We can calmly consider it the first cousin of the strangolapreti, strozzapreti, strangozzi present in the food of South Tyrol, Alto Adige, Trentino and then, further down, Romagna, Marche, Abruzzo and as far as Calabria, without neglecting the struzzapret of Corsica. At the very least, the strangolini become gentler in the diminutive and do not attack the clergy, remaining in the generic category of possible victims of (pleasant) overreach.
It seems that the strangolino and the capunsèl came from Tyrol, but as a stop on a journey that started further away.
Tyrolean noble families brought in nurses and maids from Bohemia, who prepared Servietteknὅdel in their homes, a bread dough reduced to a sausage and wrapped in a towel to keep it in shape.
Terrified, she improvised what she had: old bread, onion, eggs, a little speck, herbs picked from the garden and cut thinly.

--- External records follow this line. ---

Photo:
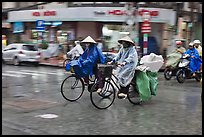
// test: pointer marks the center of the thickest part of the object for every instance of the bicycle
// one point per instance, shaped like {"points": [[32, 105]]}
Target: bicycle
{"points": [[72, 87], [110, 86]]}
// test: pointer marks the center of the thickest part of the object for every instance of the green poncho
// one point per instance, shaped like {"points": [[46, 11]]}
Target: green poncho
{"points": [[146, 84]]}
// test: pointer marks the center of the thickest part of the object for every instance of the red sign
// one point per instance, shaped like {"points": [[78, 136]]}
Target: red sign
{"points": [[117, 12], [152, 13], [146, 27], [45, 13]]}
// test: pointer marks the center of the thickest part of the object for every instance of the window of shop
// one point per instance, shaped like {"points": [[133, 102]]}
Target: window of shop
{"points": [[111, 34]]}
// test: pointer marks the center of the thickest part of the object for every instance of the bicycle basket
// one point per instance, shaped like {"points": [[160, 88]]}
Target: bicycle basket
{"points": [[105, 70]]}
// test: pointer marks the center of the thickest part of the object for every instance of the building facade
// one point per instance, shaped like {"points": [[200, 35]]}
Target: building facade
{"points": [[64, 21]]}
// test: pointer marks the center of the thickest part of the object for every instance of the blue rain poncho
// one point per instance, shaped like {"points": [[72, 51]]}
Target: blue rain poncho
{"points": [[126, 73], [195, 62], [84, 66], [174, 57]]}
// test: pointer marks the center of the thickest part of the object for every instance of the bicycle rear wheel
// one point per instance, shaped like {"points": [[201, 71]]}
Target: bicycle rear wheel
{"points": [[105, 98], [72, 88], [133, 95]]}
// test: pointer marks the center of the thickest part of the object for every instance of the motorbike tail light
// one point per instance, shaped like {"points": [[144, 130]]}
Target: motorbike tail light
{"points": [[20, 52]]}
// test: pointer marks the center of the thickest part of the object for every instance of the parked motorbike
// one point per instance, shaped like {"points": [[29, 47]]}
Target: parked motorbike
{"points": [[184, 72], [170, 71]]}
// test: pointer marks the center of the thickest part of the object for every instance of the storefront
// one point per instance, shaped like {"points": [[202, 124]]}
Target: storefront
{"points": [[106, 22]]}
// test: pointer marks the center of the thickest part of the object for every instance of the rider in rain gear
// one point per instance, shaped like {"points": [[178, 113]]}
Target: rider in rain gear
{"points": [[86, 65], [127, 57], [174, 57], [195, 60]]}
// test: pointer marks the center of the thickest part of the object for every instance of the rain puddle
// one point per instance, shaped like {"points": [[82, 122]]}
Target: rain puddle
{"points": [[47, 116]]}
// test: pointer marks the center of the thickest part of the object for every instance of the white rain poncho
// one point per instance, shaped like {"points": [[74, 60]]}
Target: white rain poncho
{"points": [[126, 73]]}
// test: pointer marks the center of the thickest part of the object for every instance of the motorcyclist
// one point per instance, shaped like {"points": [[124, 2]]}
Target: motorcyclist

He reduced the dough into balls, cooked and served to those soldiers who ate so many that they later fell asleep.
In more recent history, strangolino was used as a side dish served to accompany a meat dish.
They are currently presented as a first course seasoned with melted butter flavored with sage leaves.

Recipe

Doses for 10 people: – 500 g of grated bread (slippers or rosettes) – 150 g of butter – 150 g of grated Grana Padano DOP – 6 whole eggs – 400 ml of vegetable broth – 1 whole nutmeg

Method

Place the breadcrumbs in a large bowl and grate all the nutmeg into it. In the meantime, melt the butter over medium heat until it becomes hazelnut coloured, remove it from the heat and add it to the breadcrumbs. Mix with the help of a spoon and when the butter is well mixed with the bread, add the hot broth little at a time. Once this is done, add the Grana Padano and immediately after the whole eggs. Knead with your hands until you obtain a homogeneous mixture that is neither too soft nor too firm. Now remove small pieces of dough and with the palm of your hand form small oval balls about 5 centimeters long.

Cooking and serving

Bring a pot of broth to the boil and dip them in (they will be ready as soon as they come back to the surface), drain them and serve them sprinkled with melted butter flavored with sage leaves.